His much-publicised comments, in front of a mostly-white audience at this year’s Franschhoek Literary Festival, were, rather predictably, received with much tumult and animosity. His contention lies in the fact that at such festivals his prowess as a writer becomes second to his being paraded around as an “anthropological subject” in front of all-white audiences. He said he was tired of hoping that organisers would make more efforts to grow an inclusive reading culture in their environments – so he decided that this year’s festivals was his last. What is clear is that Mgqolozana is lancing an ageing abscess, one with different sources of pus.

Indeed, of all the panels I attended (or even saw on the timetable) at last year’s FLF, none included authors of books written in an indigenous language. All panelists were somehow involved in projects which were in English. A strange phenomenon considering the fact that only 10% of the population could identify with the language as their mother tongue. So perhaps the problem would not be with the festival only but with the publishing.

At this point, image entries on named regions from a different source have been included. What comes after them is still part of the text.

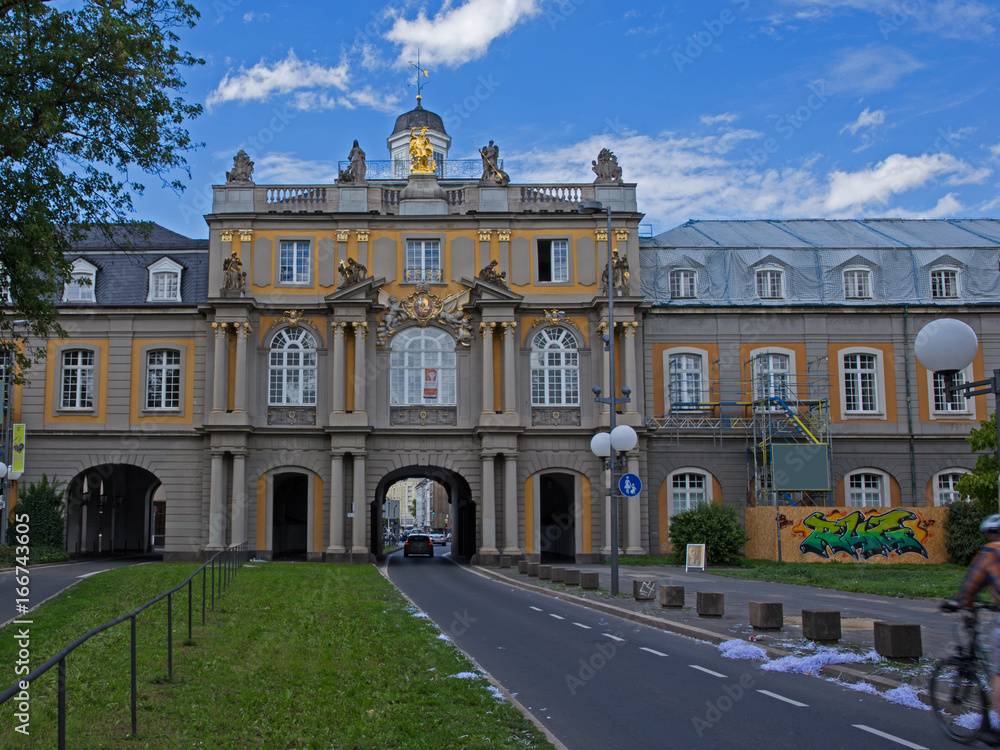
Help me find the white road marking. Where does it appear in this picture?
[757,690,809,708]
[688,664,727,677]
[851,724,928,750]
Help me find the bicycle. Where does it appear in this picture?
[930,602,1000,747]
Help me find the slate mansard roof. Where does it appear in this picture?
[58,224,208,308]
[640,219,1000,306]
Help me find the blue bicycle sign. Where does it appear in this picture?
[618,474,642,497]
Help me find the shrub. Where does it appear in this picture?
[944,500,996,565]
[670,503,747,565]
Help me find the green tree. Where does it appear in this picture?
[955,413,1000,516]
[0,0,202,373]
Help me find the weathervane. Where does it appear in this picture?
[410,50,430,107]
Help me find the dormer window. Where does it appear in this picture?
[146,258,184,302]
[63,258,97,302]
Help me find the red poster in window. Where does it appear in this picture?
[424,369,437,398]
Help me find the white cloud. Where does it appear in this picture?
[385,0,541,67]
[840,107,885,135]
[205,50,350,107]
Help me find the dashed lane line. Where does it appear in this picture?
[757,690,809,708]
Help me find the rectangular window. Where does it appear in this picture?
[670,271,698,299]
[538,240,569,282]
[844,354,878,413]
[757,268,785,299]
[146,350,181,409]
[404,240,444,282]
[62,351,94,409]
[278,241,312,284]
[844,270,872,299]
[931,268,958,299]
[934,370,969,412]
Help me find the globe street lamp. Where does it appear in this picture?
[913,318,1000,512]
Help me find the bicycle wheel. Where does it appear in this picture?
[930,656,990,745]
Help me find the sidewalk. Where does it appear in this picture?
[476,563,960,689]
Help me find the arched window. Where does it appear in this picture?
[268,328,316,406]
[389,327,456,406]
[531,326,580,406]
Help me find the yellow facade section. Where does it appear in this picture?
[45,339,108,424]
[129,339,194,424]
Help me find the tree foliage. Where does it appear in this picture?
[670,503,747,565]
[0,0,202,372]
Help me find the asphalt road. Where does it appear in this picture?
[0,556,159,627]
[387,553,952,750]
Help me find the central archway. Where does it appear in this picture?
[369,466,478,557]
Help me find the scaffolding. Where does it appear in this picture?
[646,351,833,506]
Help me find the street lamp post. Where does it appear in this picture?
[913,318,1000,507]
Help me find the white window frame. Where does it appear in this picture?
[843,266,874,300]
[666,466,715,522]
[931,467,972,507]
[928,266,962,300]
[531,326,580,406]
[146,257,184,302]
[277,240,313,286]
[63,258,97,302]
[389,326,458,406]
[667,268,698,299]
[663,346,709,414]
[837,346,886,419]
[844,467,892,508]
[753,266,787,300]
[267,327,318,406]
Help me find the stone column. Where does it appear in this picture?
[501,322,517,414]
[479,454,499,555]
[326,453,347,555]
[330,323,347,414]
[351,451,368,554]
[212,323,229,412]
[625,451,646,555]
[230,452,247,545]
[206,451,226,550]
[354,321,368,414]
[503,453,521,555]
[233,323,250,411]
[479,322,496,414]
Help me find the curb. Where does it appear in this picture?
[472,565,926,702]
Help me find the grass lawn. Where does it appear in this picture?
[0,563,552,750]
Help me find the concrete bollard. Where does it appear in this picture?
[750,602,785,630]
[696,591,726,617]
[802,609,840,642]
[875,620,924,659]
[632,581,656,602]
[660,585,684,607]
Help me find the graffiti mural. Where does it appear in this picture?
[793,508,927,561]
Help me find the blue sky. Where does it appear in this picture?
[131,0,1000,237]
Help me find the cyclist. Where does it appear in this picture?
[952,513,1000,739]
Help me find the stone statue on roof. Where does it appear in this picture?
[226,149,253,185]
[590,148,622,185]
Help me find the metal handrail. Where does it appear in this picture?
[0,542,250,750]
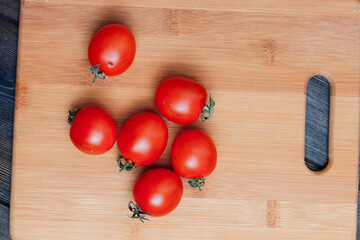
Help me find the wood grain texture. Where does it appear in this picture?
[10,0,360,240]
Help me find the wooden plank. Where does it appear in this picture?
[11,0,360,240]
[0,204,11,240]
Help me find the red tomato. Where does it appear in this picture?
[155,77,215,125]
[117,112,168,170]
[68,106,117,155]
[129,168,183,220]
[171,129,217,190]
[88,24,136,81]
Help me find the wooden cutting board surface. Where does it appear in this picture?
[10,0,360,240]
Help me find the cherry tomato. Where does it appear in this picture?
[155,77,215,125]
[88,24,136,82]
[129,168,183,220]
[171,129,217,191]
[68,106,117,155]
[117,112,168,171]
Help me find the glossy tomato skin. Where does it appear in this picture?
[70,106,117,155]
[171,129,217,178]
[88,24,136,76]
[117,112,168,166]
[133,168,183,217]
[155,77,207,125]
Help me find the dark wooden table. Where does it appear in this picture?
[0,0,360,240]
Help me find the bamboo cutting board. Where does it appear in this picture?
[10,0,360,240]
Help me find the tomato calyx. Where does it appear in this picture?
[188,178,205,191]
[90,63,105,83]
[200,91,215,122]
[128,201,151,222]
[68,108,81,125]
[117,148,138,172]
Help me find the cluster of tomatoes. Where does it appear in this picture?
[68,24,217,220]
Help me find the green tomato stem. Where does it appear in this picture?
[116,146,138,172]
[68,108,81,125]
[90,63,105,83]
[200,91,215,122]
[188,178,205,191]
[128,201,151,222]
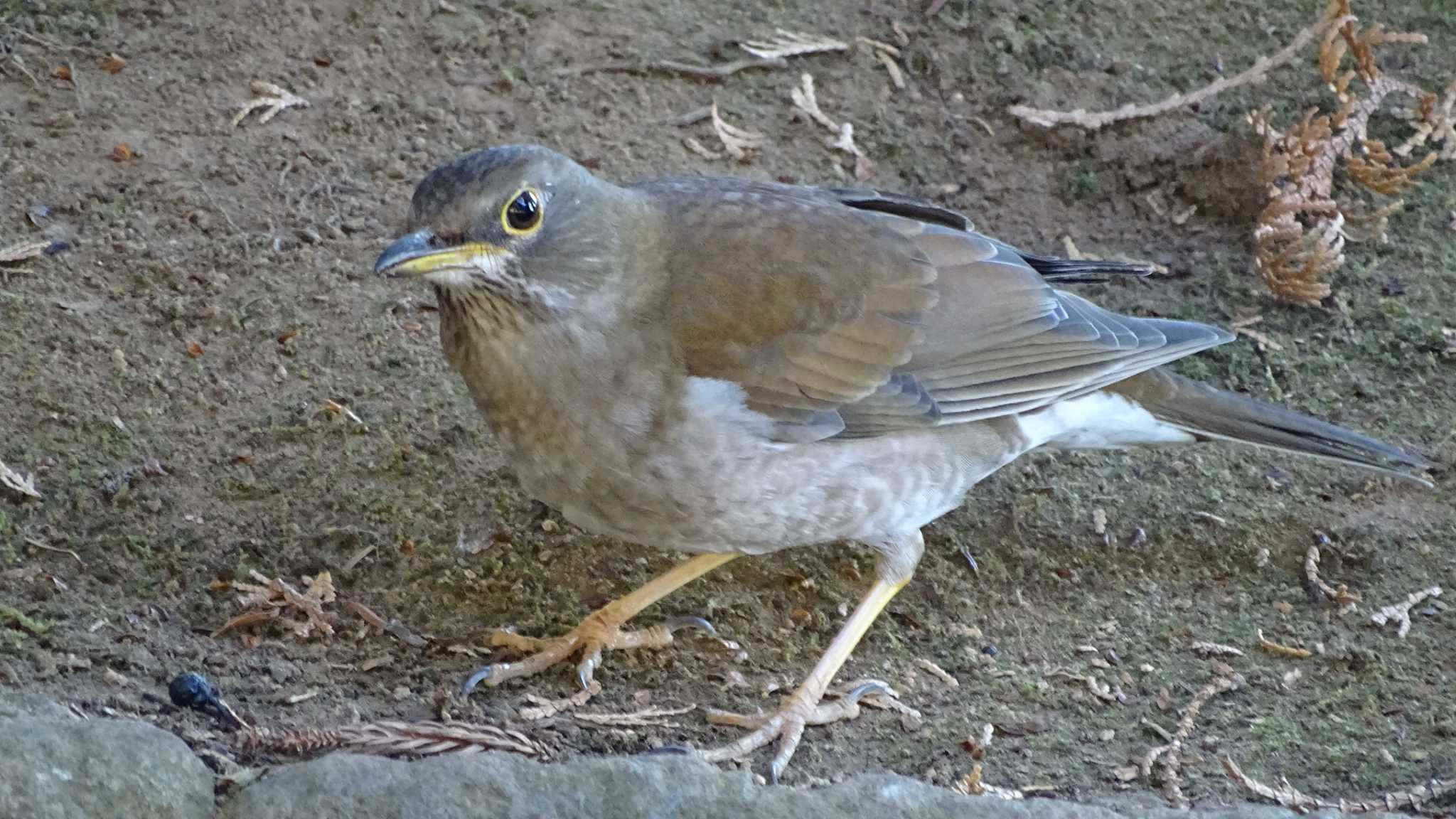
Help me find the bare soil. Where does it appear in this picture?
[0,0,1456,801]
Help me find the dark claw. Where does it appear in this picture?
[663,616,718,637]
[168,672,249,729]
[843,679,889,702]
[168,672,217,711]
[460,666,495,697]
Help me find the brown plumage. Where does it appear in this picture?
[375,147,1421,774]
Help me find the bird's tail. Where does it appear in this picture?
[1105,368,1431,487]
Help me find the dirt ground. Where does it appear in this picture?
[0,0,1456,801]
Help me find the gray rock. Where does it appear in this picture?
[220,754,1409,819]
[0,701,213,819]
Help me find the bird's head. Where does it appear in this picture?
[374,146,638,319]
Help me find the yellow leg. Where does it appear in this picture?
[464,554,738,694]
[697,577,909,781]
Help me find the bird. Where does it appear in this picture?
[374,144,1430,780]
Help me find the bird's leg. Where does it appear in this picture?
[464,554,738,694]
[697,530,924,781]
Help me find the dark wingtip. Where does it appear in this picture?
[1018,251,1156,284]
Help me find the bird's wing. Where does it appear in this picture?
[642,179,1231,441]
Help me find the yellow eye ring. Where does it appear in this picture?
[501,188,543,236]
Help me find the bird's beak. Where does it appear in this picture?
[374,230,505,279]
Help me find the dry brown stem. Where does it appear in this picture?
[1305,547,1360,614]
[236,722,547,758]
[1258,628,1315,660]
[213,569,335,638]
[556,57,789,82]
[1370,586,1442,640]
[738,29,849,60]
[1223,756,1456,813]
[707,102,763,162]
[1189,640,1243,657]
[1139,675,1243,808]
[521,680,601,723]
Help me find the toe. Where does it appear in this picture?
[769,717,803,784]
[663,616,718,637]
[577,643,601,691]
[460,665,499,697]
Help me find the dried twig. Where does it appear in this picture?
[521,680,601,723]
[1305,539,1360,614]
[1189,640,1243,657]
[0,242,51,264]
[213,569,335,638]
[951,762,1027,800]
[1258,628,1315,660]
[789,71,875,181]
[572,705,697,729]
[789,71,839,134]
[1370,586,1442,640]
[707,102,763,162]
[1139,675,1243,808]
[1223,756,1456,813]
[556,57,789,82]
[1051,670,1127,704]
[738,29,849,60]
[25,536,86,568]
[0,461,41,500]
[233,80,309,128]
[236,722,547,756]
[914,657,961,688]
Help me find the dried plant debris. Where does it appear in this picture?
[789,71,875,182]
[572,705,697,729]
[1223,756,1456,813]
[1370,586,1442,640]
[1139,675,1243,808]
[914,657,961,688]
[738,29,849,60]
[521,680,601,723]
[1189,640,1243,657]
[951,762,1027,800]
[213,572,335,640]
[1249,0,1456,306]
[236,722,547,758]
[1051,670,1127,704]
[1305,537,1360,614]
[233,80,309,128]
[0,461,41,500]
[1258,628,1315,660]
[0,242,51,264]
[1010,0,1456,306]
[707,102,763,162]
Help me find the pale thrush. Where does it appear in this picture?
[374,146,1423,776]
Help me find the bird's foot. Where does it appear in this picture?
[695,682,889,783]
[463,605,718,695]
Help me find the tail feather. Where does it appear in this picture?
[1106,369,1431,487]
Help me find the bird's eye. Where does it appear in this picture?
[501,188,542,236]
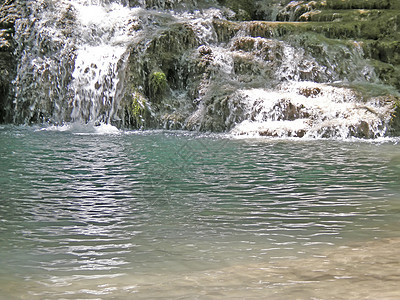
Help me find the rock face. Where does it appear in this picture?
[124,0,400,138]
[0,0,400,138]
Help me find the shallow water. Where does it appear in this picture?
[0,126,400,299]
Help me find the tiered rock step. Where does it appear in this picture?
[214,0,400,90]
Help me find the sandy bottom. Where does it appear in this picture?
[0,238,400,299]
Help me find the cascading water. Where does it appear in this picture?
[15,0,137,124]
[9,0,397,138]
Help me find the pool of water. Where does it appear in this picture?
[0,126,400,299]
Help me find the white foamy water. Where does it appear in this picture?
[232,82,393,138]
[71,1,138,123]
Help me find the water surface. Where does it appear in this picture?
[0,126,400,299]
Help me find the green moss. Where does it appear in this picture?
[149,71,168,102]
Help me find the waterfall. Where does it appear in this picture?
[9,0,398,138]
[15,0,136,124]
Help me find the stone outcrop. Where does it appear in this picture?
[0,0,18,123]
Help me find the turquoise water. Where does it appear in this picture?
[0,126,400,299]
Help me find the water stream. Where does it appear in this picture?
[0,126,400,299]
[0,0,400,299]
[10,0,397,138]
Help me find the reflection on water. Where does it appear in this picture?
[0,126,400,299]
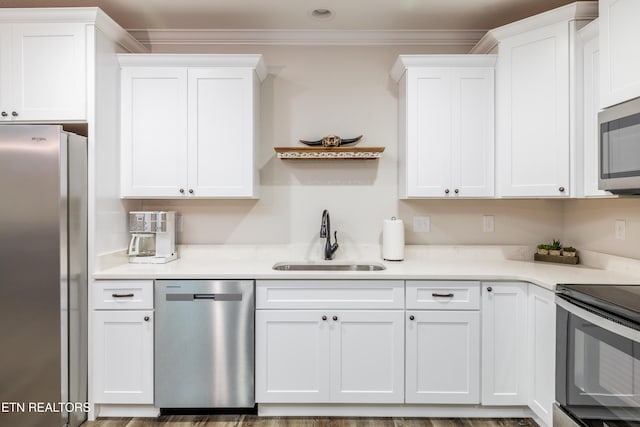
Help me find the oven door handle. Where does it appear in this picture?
[556,295,640,343]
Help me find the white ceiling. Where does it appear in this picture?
[0,0,572,30]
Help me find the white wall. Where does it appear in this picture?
[134,46,562,249]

Graph source: Census 2011, Statistics South Africa

In voicing her opinion about Mgqolozana’s views, award-winning arts journalist, Karabo Kgoleng, also made a similar critique of the local education and publishing landscapes.

“Less than 30% of our schools have libraries and most of those that have libraries are in appalling condition, teachers themselves can’t transmit that passion for reading. We are not teaching in indigenous languages, so we are already disadvantaging most of our population and limiting the nurturing of storytelling and imagination,” she told Books Live.

Indeed, this majority government does need to make more preservation efforts for our linguistic heritage. The education curricula and art culture ministries need to address the problems for which, as freedom fighters, they fought for.

My worry then becomes: if things continue on this trajectory, how will the future look? Not promising, I presume. But perhaps I should choose to not worry myself about such grand visions of a pro-African utopia here in the South. For me, it’s back to finding a tutor who can help me re-learn my home language so that maybe one day I can get past the second page of my grandfather’s book.

What worries me is that some day my offspring will ask me about meanings of certain words in isiXhosa for which I’ll have no answers. But what I know for sure is that they’ll be able to read this.